McGuireWoods Lawyers Provide Pro Bono Support for Iowa Supreme Court Marriage Equality Case

April 3, 2009

The Iowa Supreme Court declared that a 1998 Iowa statute limiting marriage to a man and a woman was unconstitutional in a decision released today. Lawyers from McGuireWoods’ Chicago office co-authored a friend-of-the court brief, also known as an amicus brief, on behalf of six same-sex couples who want the right to legally marry in Iowa in the case Varnum v. Brien, argued before the Iowa Supreme Court last December.

McGuireWoods partners, Jeff Torres and Richard Greenberg, and associates Yuan-Ying Hsu and Sarah Schwartz, assisted a number of nationally-recognized law professors in filing an amicus brief on behalf of the six couples, who were denied marriage licenses in Polk County, Iowa, and filed their lawsuit after being informed that only heterosexual couples could receive marriage licenses under Iowa state law. In December 2005, Lambda Legal Defense and Education Fund filed a lawsuit with the Polk County Court on behalf of the six same-sex couples. In the case, Lambda Legal argued that denying marriage to same-sex couples violated the liberty and equality guarantees in the Iowa State Constitution.

The amicus brief argued that the Iowa Supreme Court should uphold the district court’s August 2007 ruling in favor of the couples holding that denying marriage licenses to same-sex couples was unconstitutional under Iowa law. McGuireWoods lawyers argued that the district court properly relied on social science evidence to rebut the State of Iowa’s claim that children raised by same-sex parents have serious emotional, intellectual, or social development problems simply because of their parents’ sexual orientation, or because they do not have both a male and female parent.

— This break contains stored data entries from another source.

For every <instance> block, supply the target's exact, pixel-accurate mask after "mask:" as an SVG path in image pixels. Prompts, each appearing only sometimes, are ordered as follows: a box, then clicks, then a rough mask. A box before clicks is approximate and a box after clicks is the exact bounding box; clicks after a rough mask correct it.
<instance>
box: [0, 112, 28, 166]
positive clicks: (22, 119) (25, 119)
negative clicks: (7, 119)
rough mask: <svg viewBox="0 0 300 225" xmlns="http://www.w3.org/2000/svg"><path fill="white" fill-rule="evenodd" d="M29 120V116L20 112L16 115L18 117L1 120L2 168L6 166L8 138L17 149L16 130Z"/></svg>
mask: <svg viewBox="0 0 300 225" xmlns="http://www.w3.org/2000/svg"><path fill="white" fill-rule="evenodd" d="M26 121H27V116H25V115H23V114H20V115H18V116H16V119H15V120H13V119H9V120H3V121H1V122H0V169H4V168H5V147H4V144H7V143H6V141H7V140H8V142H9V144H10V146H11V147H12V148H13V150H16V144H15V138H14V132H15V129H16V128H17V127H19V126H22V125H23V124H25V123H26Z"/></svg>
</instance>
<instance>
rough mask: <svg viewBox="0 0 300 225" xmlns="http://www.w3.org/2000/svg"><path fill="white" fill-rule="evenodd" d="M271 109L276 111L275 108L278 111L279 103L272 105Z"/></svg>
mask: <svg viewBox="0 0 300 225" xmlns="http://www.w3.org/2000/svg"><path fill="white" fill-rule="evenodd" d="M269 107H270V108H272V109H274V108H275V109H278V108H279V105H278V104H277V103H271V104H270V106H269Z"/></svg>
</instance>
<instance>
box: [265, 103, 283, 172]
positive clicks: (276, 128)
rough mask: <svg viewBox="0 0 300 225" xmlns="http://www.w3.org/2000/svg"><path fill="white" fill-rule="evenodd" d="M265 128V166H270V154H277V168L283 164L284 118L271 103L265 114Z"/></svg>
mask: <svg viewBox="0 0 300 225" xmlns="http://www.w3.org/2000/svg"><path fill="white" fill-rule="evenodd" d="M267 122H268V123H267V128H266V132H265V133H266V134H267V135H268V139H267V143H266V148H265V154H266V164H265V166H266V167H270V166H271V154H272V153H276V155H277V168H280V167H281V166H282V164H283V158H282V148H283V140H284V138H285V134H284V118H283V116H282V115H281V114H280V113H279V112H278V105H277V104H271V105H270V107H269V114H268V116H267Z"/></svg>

Torres and Greenberg are both members of McGuireWoods Diversity Committee. Torres was recently appointed to the Lambda’s National Leadership Circle, the primary advisory board of Lambda Legal.

Lambda Legal is a national organization committed to achieving full recognition of the civil rights of lesbians, gay men, bisexuals, transgender people and those with HIV through impact litigation, education and public policy work.